The Chino, Calif., painter is one of about 70 artists who will create paintings on the streets and sidewalks — as spectators watch — for Bella Strada, an Italian-styled street-painting festival going on Saturday and Sunday at the Gilbert shopping center.

By the time Julie Kirk-Purcell completes her enormous painting of a mythical desert cat, she’ll have an aching back, sore knees and practically no fingerprints.

A professional artist creating a 20-foot-by-35-foot image in the middle of the street at SanTan Village, Kirk-Purcell will spend most of four days crawling around on the asphalt, bent over her pastels and blending colors with her bare fingertips.

“Inevitibly people will feel pity and ask you ‘Can I get you anything?’ It’s not so bad,” she says.

The Chino, Calif., painter is one of about 70 artists who will create paintings on the streets and sidewalks — as spectators watch — for Bella Strada, an Italian-styled street-painting festival going on Saturday and Sunday at the Gilbert shopping center.

The event is a fundraiser for Save the Family, the Mesa-based nonprofit that teaches families the skills to transition from homelessness to self-sufficiency. In addition to the free street-painting festival, Bella Strada will feature a $10-per-head kids’ zone and food tasting; all the money raised goes to the charity, which assisted 300 Arizona families in 2009.
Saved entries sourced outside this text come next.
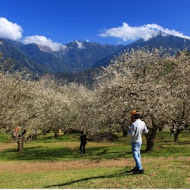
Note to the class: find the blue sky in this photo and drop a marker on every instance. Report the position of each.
(100, 21)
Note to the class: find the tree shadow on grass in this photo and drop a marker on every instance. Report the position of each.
(39, 153)
(122, 173)
(62, 153)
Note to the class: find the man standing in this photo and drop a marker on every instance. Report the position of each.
(82, 142)
(136, 130)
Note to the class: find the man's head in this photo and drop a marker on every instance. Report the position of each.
(135, 114)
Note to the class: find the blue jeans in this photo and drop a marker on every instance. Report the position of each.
(136, 147)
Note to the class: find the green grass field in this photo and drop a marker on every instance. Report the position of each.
(57, 163)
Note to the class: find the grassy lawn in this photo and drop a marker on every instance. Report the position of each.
(56, 163)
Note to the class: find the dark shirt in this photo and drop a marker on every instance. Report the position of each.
(83, 139)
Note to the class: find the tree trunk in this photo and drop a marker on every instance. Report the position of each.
(56, 134)
(150, 139)
(20, 144)
(176, 134)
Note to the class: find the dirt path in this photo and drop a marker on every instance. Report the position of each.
(29, 167)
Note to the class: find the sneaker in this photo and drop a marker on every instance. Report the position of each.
(139, 172)
(133, 170)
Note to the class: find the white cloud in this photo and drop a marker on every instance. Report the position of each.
(80, 45)
(43, 41)
(9, 30)
(146, 32)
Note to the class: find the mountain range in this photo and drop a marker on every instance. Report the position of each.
(76, 57)
(79, 61)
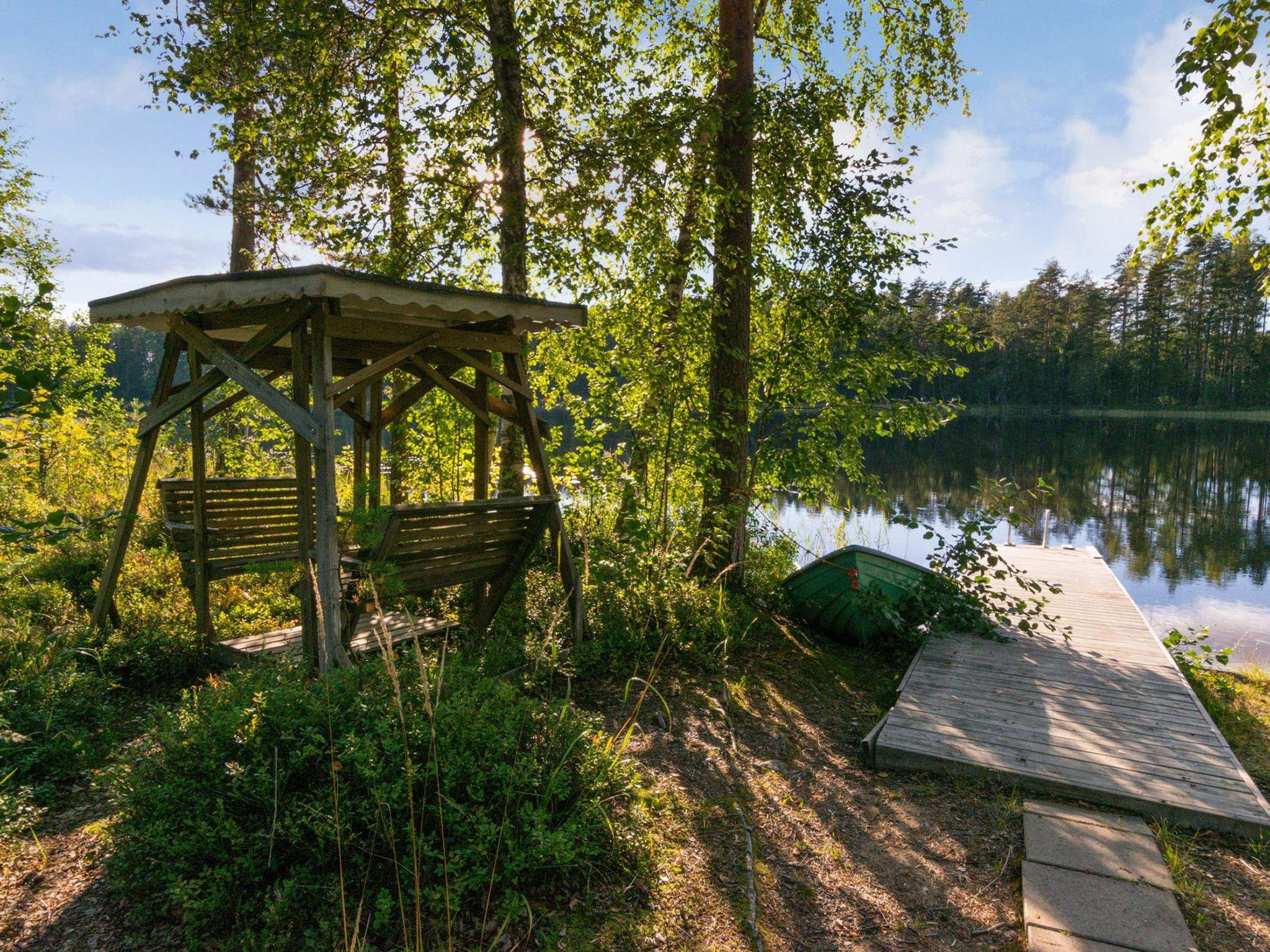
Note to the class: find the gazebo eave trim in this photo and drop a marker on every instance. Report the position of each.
(353, 289)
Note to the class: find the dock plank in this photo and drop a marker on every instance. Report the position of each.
(1104, 715)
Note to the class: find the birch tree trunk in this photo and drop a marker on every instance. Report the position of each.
(724, 499)
(394, 162)
(243, 195)
(505, 42)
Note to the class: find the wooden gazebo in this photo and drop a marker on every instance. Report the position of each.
(338, 333)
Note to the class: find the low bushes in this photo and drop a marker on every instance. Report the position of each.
(66, 694)
(403, 806)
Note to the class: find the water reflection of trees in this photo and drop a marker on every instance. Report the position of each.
(1189, 498)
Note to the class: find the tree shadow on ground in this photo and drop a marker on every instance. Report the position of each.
(843, 857)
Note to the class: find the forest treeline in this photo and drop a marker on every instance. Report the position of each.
(1170, 330)
(1174, 330)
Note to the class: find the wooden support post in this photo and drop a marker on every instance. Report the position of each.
(538, 455)
(360, 438)
(198, 470)
(104, 603)
(300, 389)
(331, 649)
(375, 437)
(481, 466)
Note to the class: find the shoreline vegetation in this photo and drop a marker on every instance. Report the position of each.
(687, 776)
(1260, 414)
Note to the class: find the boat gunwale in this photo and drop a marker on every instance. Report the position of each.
(818, 560)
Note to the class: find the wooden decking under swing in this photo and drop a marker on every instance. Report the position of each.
(1105, 718)
(374, 631)
(367, 348)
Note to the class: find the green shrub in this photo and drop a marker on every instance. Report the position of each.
(644, 606)
(54, 703)
(73, 564)
(230, 823)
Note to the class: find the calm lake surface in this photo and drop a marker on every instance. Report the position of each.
(1178, 508)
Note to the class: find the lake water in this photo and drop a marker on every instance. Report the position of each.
(1178, 508)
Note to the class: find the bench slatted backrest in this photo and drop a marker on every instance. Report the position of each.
(251, 522)
(437, 545)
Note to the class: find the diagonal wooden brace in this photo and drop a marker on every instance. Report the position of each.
(300, 420)
(464, 395)
(356, 382)
(191, 392)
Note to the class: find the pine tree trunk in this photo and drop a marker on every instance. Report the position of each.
(724, 503)
(513, 223)
(243, 195)
(397, 268)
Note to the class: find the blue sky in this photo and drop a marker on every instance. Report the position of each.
(1070, 99)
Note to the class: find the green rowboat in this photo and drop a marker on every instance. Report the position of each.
(827, 592)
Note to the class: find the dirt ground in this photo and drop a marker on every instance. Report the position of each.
(838, 857)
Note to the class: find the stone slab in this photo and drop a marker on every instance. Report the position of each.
(1098, 850)
(1062, 811)
(1116, 912)
(1049, 941)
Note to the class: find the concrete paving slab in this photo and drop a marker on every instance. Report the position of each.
(1098, 850)
(1062, 811)
(1117, 912)
(1049, 941)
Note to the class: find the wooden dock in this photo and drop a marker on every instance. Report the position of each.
(1106, 716)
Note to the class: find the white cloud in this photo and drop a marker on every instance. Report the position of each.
(126, 244)
(964, 184)
(1103, 214)
(120, 88)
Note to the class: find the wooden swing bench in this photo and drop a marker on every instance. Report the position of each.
(313, 346)
(253, 524)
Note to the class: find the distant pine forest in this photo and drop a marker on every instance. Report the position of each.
(1186, 330)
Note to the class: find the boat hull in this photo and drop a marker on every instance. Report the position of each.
(838, 593)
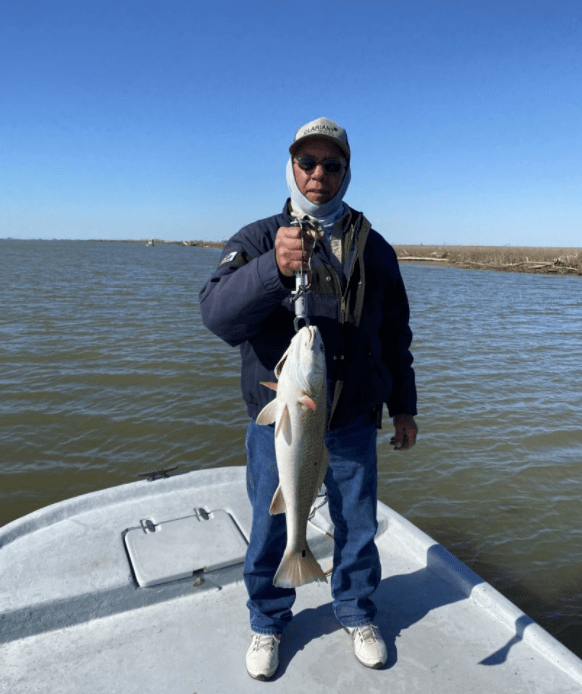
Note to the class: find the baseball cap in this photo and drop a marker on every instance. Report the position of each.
(323, 128)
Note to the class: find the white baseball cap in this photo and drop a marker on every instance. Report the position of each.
(325, 129)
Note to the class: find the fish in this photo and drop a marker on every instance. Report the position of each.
(299, 413)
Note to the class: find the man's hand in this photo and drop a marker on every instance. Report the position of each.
(290, 252)
(406, 430)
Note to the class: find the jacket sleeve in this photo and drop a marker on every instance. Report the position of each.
(245, 288)
(396, 339)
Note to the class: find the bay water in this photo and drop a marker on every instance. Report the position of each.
(106, 372)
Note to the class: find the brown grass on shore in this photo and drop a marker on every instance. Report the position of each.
(507, 258)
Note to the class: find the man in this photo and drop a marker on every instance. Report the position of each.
(359, 303)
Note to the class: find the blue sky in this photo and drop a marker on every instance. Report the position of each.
(130, 119)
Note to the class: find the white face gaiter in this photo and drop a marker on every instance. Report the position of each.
(328, 213)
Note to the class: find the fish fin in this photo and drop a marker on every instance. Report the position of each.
(268, 414)
(285, 425)
(278, 502)
(297, 569)
(308, 402)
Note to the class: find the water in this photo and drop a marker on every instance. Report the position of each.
(106, 372)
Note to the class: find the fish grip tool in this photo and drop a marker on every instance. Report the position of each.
(303, 277)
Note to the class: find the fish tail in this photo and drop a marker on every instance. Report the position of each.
(297, 569)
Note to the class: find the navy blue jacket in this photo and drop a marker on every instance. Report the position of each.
(361, 310)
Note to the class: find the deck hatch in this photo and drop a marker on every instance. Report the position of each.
(177, 548)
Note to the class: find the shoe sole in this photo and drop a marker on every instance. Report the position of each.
(260, 677)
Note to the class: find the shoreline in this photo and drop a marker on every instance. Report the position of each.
(551, 260)
(528, 259)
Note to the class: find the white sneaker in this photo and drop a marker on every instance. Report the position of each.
(369, 646)
(263, 656)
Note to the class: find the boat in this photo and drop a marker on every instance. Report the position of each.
(139, 589)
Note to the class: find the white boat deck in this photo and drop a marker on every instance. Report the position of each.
(74, 620)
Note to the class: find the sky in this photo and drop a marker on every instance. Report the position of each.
(126, 119)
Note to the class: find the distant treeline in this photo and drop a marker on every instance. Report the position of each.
(563, 261)
(507, 258)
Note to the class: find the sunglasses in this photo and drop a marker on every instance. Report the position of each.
(329, 165)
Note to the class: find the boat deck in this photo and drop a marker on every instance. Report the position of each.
(73, 618)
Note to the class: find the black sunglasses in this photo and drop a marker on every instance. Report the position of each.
(329, 165)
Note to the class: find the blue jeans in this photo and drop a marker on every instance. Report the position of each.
(351, 482)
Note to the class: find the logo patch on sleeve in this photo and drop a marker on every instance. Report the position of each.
(229, 258)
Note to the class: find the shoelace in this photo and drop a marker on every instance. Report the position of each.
(367, 633)
(264, 642)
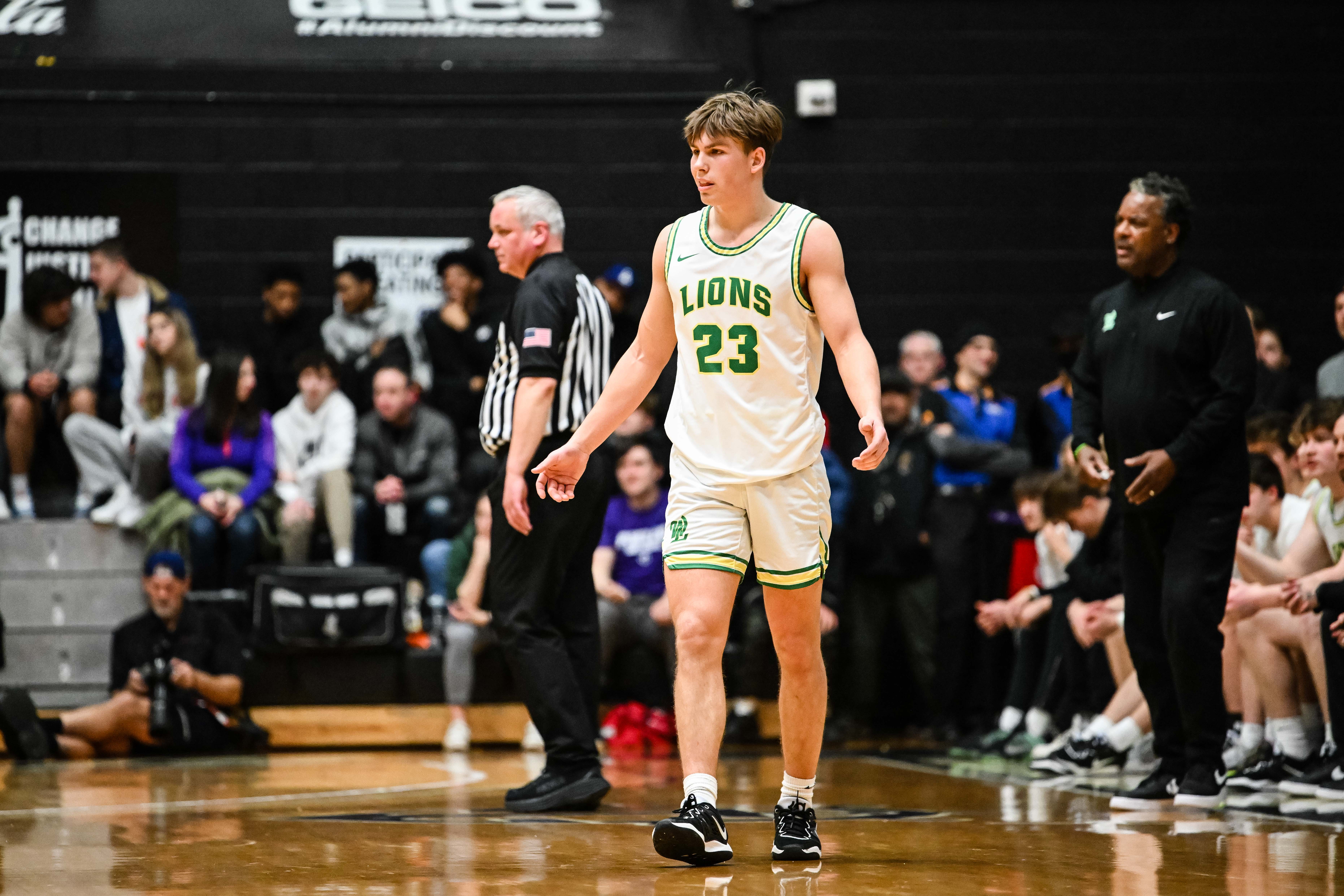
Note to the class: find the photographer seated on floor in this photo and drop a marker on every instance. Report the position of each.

Kirk-Purcell, 44, travels the world creating images like the one she’ll be painting in Gilbert. She sketches her drawing out in blue pastel, sometimes filling in large portions first with tempera paint to help the pastels adhere to the pavement and cover more ground. The entire effect is achieved with pastels, a damp rag and a long white rope.

“I tape one end down to my perspective point, and I can stretch it in any direction from there; it helps me get the scale and perspective a little more correct,” she says.

For Bella Strada, she’s painting a three-dimensional desert canyon with a castle, a flying dragon and a giant winged mountain lion lapping water from a pool.

“I try not to take many breaks. I like to be out here as much as possible for people stopping by to watch. When you think about it, most artists work privately in a studio. Not a lot of people get to see art being created. It’s kind of the cool part about being a street artist,” she says.

Kirk-Purcell will paint nearly ’round the clock on Saturday and Sunday, aiming to be finished by Sunday afternooon.

“People always ask if your painting is going to be washed away, and ‘Won’t you be upset if it’s washed away?’ ” says the artist, who also teaches at Irvine Valley College. “But the thing about street artists — it’s not about the finished product for us. It’s kind of nice to be able to try something new and know it’s not going to be around forever. Of course, sometimes you create something really beautiful, and you just hope you got good pictures.”